I was baptized Methodist, per Grandma’s insistence. Santa and Easter Bunny provided fond memories. Dad explained religion to me when I was very young. He taught me faith is highly personal and to respect the choice every person makes. He closed the lesson by letting me know he would support any choice I made. Thus began my research into religions of the world. So fascinating, I am still a student of the subject.
My husband was raised a little different. In his house the only option was Catholic. Until his sobriety he never thought twice about spirituality. As a couple we never discussed it. Then came the moment I realized his sobriety had allowed him to gain a better understanding of faith than I had.
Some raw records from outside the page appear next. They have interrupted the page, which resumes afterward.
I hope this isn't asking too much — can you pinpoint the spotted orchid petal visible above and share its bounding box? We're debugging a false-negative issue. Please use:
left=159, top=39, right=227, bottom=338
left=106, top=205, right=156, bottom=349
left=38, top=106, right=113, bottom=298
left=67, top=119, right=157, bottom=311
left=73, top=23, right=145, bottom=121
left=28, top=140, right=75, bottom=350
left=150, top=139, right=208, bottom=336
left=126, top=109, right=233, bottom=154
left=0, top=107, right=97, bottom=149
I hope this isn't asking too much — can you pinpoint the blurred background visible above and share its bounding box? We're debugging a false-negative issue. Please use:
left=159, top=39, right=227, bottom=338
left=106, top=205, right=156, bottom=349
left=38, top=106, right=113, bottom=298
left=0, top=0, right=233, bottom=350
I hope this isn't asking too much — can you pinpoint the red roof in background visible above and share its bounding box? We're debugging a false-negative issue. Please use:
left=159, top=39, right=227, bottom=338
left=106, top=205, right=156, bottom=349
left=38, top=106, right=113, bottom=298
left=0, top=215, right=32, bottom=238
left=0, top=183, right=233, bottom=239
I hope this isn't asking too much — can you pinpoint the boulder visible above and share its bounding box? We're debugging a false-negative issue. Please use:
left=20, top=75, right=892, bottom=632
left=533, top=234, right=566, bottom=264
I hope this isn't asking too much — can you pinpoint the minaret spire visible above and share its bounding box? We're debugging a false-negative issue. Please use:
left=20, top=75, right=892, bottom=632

Annoyed by this, I dwelled on it for a while. I had so many questions. When did he become more knowledgable than me at one of “my things”? Out of the two of us I was the open minded one towards religion. Now he has a “greater power”? What if i don’t agree with his choice? Isn’t this something we should discuss and decide upon as a couple?
He explained to me his spirituality was personal and I was not involved in that relationship. For so long I prided myself on being open to every faith. Now, all of a sudden I’m watching my addict grow beyond me. I had spent so much time learning about all the world’s religions and never picked anything to believe in. His actions made me seriously think about my own. As I considered religion becoming a part of my life, my addict became a person I highly respect. Could I ask for anything more?